Researchers find ways to knit artificial muscles

Researchers find ways to knit artificial muscles


It turns out your aunt’s knitting needles may serve another purpose other than creating hats and scarves. Researchers are looking at ways to use this ancient technology to create artificial muscles.

A group of chemists, engineers and textile specialists in Sweden joined forces to knit and weave together new materials that have the potential to be used as wearable, soft artificial muscles by people with mobility issues and amputations.

Today’s prosthetics, such as artificial hands and legs, have become more user-friendly in the past decade, but the joints still tend to be bulky, heavy, stiff and noisy. The Swedish researchers have combined one of humanity’s first technologies — weaving and knitting – with advanced materials called electroactive polymers to create what they call textile actuators, or “textuators.”

The knitting and weaving processes can be used to assemble electric fibers into pliable bundles — much like muscle fibers. The scientists wove together cellulose material into various forms, and then coated the forms with an electroactive material.
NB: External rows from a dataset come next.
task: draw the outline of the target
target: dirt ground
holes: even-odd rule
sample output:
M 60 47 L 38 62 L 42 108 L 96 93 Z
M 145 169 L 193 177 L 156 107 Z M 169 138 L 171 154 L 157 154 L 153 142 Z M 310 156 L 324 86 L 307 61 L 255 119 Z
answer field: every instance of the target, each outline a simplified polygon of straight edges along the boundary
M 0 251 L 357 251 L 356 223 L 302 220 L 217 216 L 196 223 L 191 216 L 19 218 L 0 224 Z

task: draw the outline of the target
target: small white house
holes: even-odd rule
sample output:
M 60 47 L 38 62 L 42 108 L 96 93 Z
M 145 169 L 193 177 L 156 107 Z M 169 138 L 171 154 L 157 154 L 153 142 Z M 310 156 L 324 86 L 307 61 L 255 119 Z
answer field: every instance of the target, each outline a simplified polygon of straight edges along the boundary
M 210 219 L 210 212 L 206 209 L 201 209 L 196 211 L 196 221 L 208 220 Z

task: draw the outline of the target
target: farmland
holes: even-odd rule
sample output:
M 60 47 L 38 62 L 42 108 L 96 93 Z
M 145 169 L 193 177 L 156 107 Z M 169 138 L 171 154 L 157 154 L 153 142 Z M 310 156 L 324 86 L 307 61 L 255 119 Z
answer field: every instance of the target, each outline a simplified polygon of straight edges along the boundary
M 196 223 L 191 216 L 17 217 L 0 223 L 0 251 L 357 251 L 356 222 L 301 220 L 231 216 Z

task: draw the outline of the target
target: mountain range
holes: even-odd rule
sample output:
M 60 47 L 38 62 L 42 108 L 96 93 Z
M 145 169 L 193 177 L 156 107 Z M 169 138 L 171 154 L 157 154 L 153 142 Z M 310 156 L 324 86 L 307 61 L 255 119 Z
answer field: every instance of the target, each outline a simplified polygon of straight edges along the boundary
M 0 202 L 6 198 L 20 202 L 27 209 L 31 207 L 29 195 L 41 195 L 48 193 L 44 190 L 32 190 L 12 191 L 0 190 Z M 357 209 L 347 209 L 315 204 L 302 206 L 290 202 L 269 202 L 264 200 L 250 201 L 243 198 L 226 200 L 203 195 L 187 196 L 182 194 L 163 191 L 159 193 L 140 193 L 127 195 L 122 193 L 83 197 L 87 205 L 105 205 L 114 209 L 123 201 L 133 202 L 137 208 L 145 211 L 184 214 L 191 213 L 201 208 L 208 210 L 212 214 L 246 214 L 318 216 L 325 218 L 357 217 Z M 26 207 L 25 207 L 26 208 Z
By doing this, they were able to demonstrate that such a textile could be used in a robotic device such as a lever arm.

While this process is still a far cry from being used to help human health, the researchers said it could one day be used to create tights that can assist people with walking, or to create knitted compression socks and sleeves that reduce edema, a swelling of the legs, feet or hands caused by an accumulation of excess fluid in the tissues.

Who knows? One day, you may be able to shake the hand of an amputee who can grasp your hand firmly thanks to this textile technology.